皇學館大、全日本大学野球かけ、きょう3校ともえ戦

【三重学生野球リーグ戦で5季連続優勝を決めた皇學館大=8日、津市安濃球場で】

全日本大学野球選手権(6月7日開幕・神宮ほか)代表決定戦を兼ねた東海地区大学野球春季選手権は22日、岐阜市の長良川球場で開かれる。三重、岐阜、静岡の各県リーグの代表3校がともえ戦で対戦し、優勝校が全国へ。県内からはこの春、5季連続7度目のリーグ優勝を果たした皇學館大が出場する。
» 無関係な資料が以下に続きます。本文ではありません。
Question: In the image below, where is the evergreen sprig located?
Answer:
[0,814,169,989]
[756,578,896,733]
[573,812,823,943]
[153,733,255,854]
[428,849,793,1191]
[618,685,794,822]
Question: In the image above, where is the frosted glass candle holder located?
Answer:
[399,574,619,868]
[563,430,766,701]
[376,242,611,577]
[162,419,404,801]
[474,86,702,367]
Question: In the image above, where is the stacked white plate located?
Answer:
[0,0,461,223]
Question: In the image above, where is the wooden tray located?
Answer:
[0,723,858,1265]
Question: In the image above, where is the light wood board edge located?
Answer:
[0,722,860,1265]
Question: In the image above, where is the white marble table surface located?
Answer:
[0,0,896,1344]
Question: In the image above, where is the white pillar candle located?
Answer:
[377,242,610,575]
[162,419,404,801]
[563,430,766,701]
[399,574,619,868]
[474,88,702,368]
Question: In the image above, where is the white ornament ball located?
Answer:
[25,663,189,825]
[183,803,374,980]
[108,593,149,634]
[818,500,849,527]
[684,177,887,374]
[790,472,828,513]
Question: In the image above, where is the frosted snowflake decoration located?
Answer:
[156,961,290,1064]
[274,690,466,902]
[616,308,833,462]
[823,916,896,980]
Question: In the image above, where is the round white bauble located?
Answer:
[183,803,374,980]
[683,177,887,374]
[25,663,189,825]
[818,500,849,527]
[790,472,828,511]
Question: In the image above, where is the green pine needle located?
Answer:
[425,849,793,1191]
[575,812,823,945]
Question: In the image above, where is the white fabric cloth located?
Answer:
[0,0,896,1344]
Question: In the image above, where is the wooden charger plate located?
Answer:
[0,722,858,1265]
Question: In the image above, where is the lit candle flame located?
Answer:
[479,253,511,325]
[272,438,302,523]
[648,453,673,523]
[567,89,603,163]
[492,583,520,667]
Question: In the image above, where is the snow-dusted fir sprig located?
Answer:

三重学生野球リーグ春季リーグ戦で対戦校すべてから勝ち点を奪う完全優勝。リーグ最優秀選手賞を受賞した主将で捕手の中妻和哉(4年・鳴門)を中心とした堅守が持ち味だ。打線も粘り強く、優勝決定戦となった今月8日の三重大戦では1勝1敗に持ち込まれた三重大に一時逆転されながら七回の中妻の適時打で同点にし、村田怜音(2年・相可)の2打席連続本塁打で突き放した。

延長十回タイブレークの末、日本大学国際関係学部(静岡)に0―1で敗れた昨年秋の東海大会以降、守備に加えてバントの練習に励んだという。「強豪校はバントを1球で決める。バントミスを減らして試合を優位に進めたかった」と意図を明かす中妻は東海大会でも「ロースコアに持ち込み、勝負どころで1点取りきる試合展開を目指したい」と話す。

4年生にとって2015年以来の全日本大学選手権出場に挑む最後のチャンス。新型コロナウイルスの影響も色濃く、日頃感染対策に気を使う一方で、岐阜学生野球リーグでは東海大会目前で春季リーグ4位校が岐阜県代表に決まるなど波乱含みだが、集中力は切らさない。「全国大会に行ける確率は(3校中)自分たちが一番低いと思っている。自分たちのあり方を最後まで貫き、その結果が全国大会につながれば良い」(中妻)と平常心を貫く。

東海地区大学春季選手権 皇學館大(三重)、岐阜聖徳学園大、日大国際関係学部(静岡)が出場し、皇學館大は2015年以来2度目の全日本大学選手権進出を目指す。試合形式はともえ戦で、皇學館大は第2試合(午前11時~)で日大国際関係学部―岐阜聖徳の敗者、第3試合(午後2時~)で日大国際関係学部―岐阜聖徳の勝者との2連戦。新型コロナウイルス感染拡大防止のため無観客で行われる。